Das regelmäßige Tragen einer Schutzmaske ist für viele noch gewöhnungsbedürftig. Dabei maskieren sich Menschen schon seit Jahrtausenden.

Sabrina Allen

Vor ein paar Monaten konnte man sie noch bestaunen, vielleicht sogar belächeln. Wer in Prä-Corona-Zeiten als Tourist zum ersten Mal auf den Straßen von Tokio unterwegs war, befremdeten die vielen Einheimischen mit den Masken vor Mund und Nase. Genauso wie die Regale in den Supermärkten, in denen Einmal-Mundschutz im Hunderterpack angeboten wurde.
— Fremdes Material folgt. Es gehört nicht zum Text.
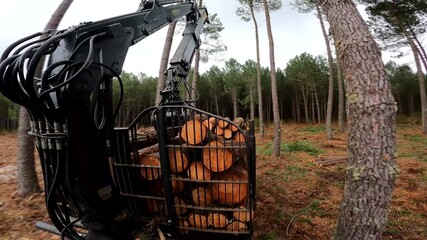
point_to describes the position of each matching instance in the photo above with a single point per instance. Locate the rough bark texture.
(421, 80)
(259, 87)
(26, 174)
(274, 97)
(371, 168)
(341, 108)
(329, 133)
(164, 61)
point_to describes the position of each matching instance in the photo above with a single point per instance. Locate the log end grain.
(216, 157)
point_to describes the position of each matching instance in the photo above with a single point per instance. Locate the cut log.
(179, 209)
(154, 206)
(202, 197)
(239, 121)
(178, 160)
(150, 166)
(193, 132)
(177, 185)
(198, 171)
(183, 225)
(216, 157)
(223, 123)
(231, 192)
(227, 133)
(219, 131)
(198, 221)
(244, 215)
(239, 137)
(148, 150)
(210, 123)
(217, 220)
(236, 226)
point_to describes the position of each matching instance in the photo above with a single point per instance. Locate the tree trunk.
(421, 80)
(26, 174)
(164, 61)
(329, 133)
(341, 108)
(371, 168)
(259, 86)
(422, 52)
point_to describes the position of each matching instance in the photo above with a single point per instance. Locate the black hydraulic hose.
(15, 44)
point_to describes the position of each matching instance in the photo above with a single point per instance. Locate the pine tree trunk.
(341, 108)
(421, 80)
(371, 167)
(274, 98)
(259, 87)
(329, 133)
(164, 61)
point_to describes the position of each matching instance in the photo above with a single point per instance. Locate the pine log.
(227, 133)
(178, 160)
(148, 150)
(145, 137)
(232, 192)
(193, 132)
(210, 123)
(219, 131)
(150, 166)
(239, 137)
(223, 123)
(216, 157)
(202, 197)
(236, 226)
(177, 185)
(198, 221)
(239, 121)
(198, 171)
(217, 220)
(182, 225)
(244, 215)
(180, 210)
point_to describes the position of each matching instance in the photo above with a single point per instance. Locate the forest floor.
(296, 198)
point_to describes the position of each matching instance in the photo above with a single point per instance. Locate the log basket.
(172, 167)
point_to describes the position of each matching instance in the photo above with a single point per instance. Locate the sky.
(294, 33)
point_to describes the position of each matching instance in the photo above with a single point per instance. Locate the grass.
(313, 129)
(302, 146)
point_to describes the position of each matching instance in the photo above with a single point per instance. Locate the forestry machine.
(102, 182)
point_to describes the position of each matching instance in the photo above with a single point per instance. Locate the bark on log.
(236, 226)
(198, 171)
(240, 122)
(180, 210)
(243, 216)
(202, 197)
(177, 185)
(150, 166)
(210, 123)
(216, 157)
(193, 132)
(148, 150)
(231, 192)
(217, 220)
(222, 123)
(227, 133)
(178, 160)
(198, 221)
(239, 137)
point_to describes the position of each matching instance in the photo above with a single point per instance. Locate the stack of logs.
(208, 172)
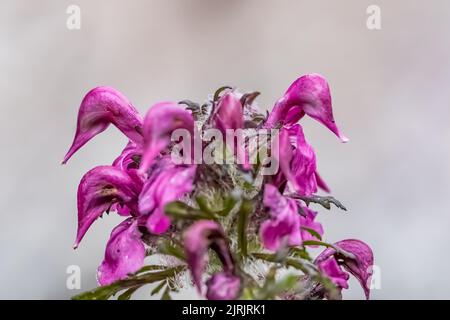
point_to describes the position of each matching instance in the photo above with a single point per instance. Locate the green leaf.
(180, 210)
(128, 293)
(219, 91)
(158, 288)
(244, 212)
(166, 294)
(323, 201)
(317, 243)
(313, 232)
(168, 248)
(150, 268)
(135, 282)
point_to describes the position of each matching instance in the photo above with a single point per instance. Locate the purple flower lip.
(198, 238)
(125, 253)
(146, 177)
(160, 122)
(309, 94)
(167, 183)
(284, 222)
(99, 189)
(358, 260)
(101, 107)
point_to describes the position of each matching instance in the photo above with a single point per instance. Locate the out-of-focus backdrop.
(391, 95)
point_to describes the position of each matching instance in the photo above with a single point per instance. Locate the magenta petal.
(125, 253)
(223, 286)
(158, 222)
(229, 115)
(283, 227)
(308, 222)
(321, 183)
(304, 165)
(309, 94)
(126, 160)
(297, 160)
(99, 189)
(160, 122)
(359, 265)
(332, 270)
(166, 183)
(101, 107)
(198, 238)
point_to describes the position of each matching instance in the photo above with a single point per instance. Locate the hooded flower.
(229, 116)
(198, 238)
(125, 253)
(333, 271)
(283, 226)
(309, 94)
(358, 260)
(223, 286)
(307, 223)
(99, 189)
(127, 158)
(167, 183)
(297, 161)
(99, 108)
(160, 122)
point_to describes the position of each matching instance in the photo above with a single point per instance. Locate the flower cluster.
(240, 234)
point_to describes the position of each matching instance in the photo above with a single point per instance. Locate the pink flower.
(101, 107)
(358, 260)
(309, 94)
(223, 286)
(198, 238)
(334, 272)
(160, 122)
(99, 189)
(228, 116)
(166, 183)
(125, 253)
(283, 226)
Die Japaner – ein wirklich übervorsichtiges Volk, angeblich nachhaltig traumatisiert durch die verheerende Spanische Grippe, wenn man Reiseführern vertraut.

Inzwischen staunt und lächelt niemand mehr. Nach Japan darf und kann man derzeit sowieso nicht reisen; um mit Masken bewehrte Menschen zu sehen, ist das aber auch gar nicht notwendig. Seit Wochen wird diskutiert, ob, wo und welche Gesichtsbedeckungen sinnvoll sind, ab heute gilt: Beim Einkaufen sowie in Bussen und Bahnen gehört Stoff vor Kinn, Mund und Nase. Die Maske, seit Jahrtausenden multi-funktionaler Begleiter der Menschheit, rückt wieder einmal als Schutz in den Vordergrund.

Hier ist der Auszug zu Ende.